Nessa festa encontramos dois elementos religiosos: a reza e a dança. Dois são
também os tipos de reza que anotamos. O primeiro é a reza da liturgia
católico-romana, realizada no interior do templo centenário, dirigida pelo
vigário dom Tomás; o segundo tipo de reza, que foge um pouco da liturgia romana,
um sincretismo [?]-católico-romano, é [?] ao pé da santa cruz, situada no centro
do largo que defronta a igreja. Esta reza é dirigida por um capelão caboclo.

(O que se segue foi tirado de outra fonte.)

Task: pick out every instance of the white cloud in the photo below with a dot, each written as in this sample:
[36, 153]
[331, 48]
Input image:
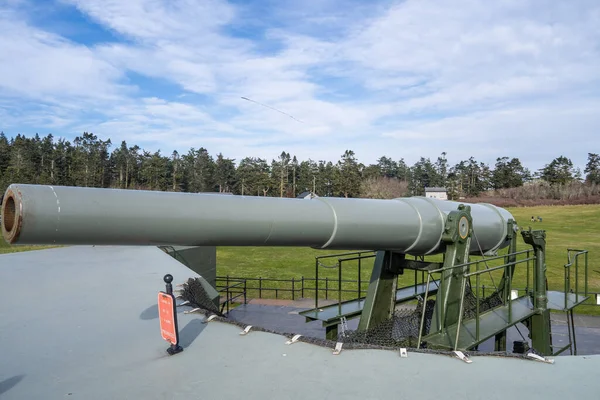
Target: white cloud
[408, 79]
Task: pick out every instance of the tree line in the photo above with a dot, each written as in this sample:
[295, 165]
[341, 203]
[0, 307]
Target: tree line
[91, 162]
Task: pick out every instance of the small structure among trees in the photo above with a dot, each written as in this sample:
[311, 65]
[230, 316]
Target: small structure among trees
[436, 193]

Neste dia dirigiu-a o sr. Joaquim Araújo Marques. O capelão tem sempre um
ajudante; o deste foi o senhor Benedito Alves Camargo. Mas o capelão e ajudante
contam com mais dois rezadores que ajudam a "repartir" a reza, e que são
chamados repartidores. Nesta, os repartidores foram os os senhores Roque
Rodrigues e ajudante de repartidor sr. Felício José Leano. Todos são roceiros,
gente de situação econômica precária.
Na manhã do dia 2, há missa solene. Antes que os sinos batam o Angelus,
o festeiro, isto é, o encarregado da realização da festa, que é geralmente uma
pessoa de posses, de destaque político e social da vila, levanta com o devido
acompanhamento musical da banda — a "furiosa" — sob espocar de rojões, o mastro
com a bandeira de santa cruz. Este mastro fica na praça, na metade do intervalo
entre a igreja e cruzeiro ou santa cruz.
Durante o dia, na casa da festa, há café com farinha ou biscoitos para os que
vêm de mais longe. (O folclore brasileiro é por excelência alimentar...) Ao
anoitecer, os moradores da vila comparecem à reza na igreja. Findo o ato
religioso, o povo vai se aglomerando em torno da santa cruz. Nesse local,
primeiramente existia apenas um cruzeiro de madeira, sopesado por toscas lajes
de pedras, onde as lágrimas de espermacete das velas escorriam. Depois, a faina
modernizadora ou ostentadora, mandou fazer uma espécie de obelisco, tendo ao
redor, sete degraus de cimento. Foi o cumprimento de uma promessa dos pais de um
expedicionário. Fizeram o monumento, colocaram um retrato do malogrado soldado
da democracia. Mas o povo achou que aquilo era uma profanação; ele queria era o
velho símbolo de fé — a cruz, a tão querida santa cruz. Às escondidas, ajudados
pelas trevas da noite, andaram depredando o obelisco. À vista disso, o atual
festeiro, sr. Narciso Cunha Lobo, concordou em retirar o retrato de seu saudoso
filho que estava "no lugar sagrado". Embora não tenhamainda reposto o cruzeiro,
deixaram os degraus. No mais alto deles, acendem uma vintena de velas e no
imediatamente abaixo, lançam as ofertas... em níqueis de cruzeiros e centavos.
No primeiro degrau, contritos e respeitosos ajoelham-se capelão e seu ajudante,
que se coloca à sua direita. Atrás destes, ajoelhados em terra, ficam os
"repartidores" e mais uns poucos devotos. Uma centena ou pouco mais, de pessoas
em pé odeiam o cruzeiro. Vai ter início a reza da santa cruz.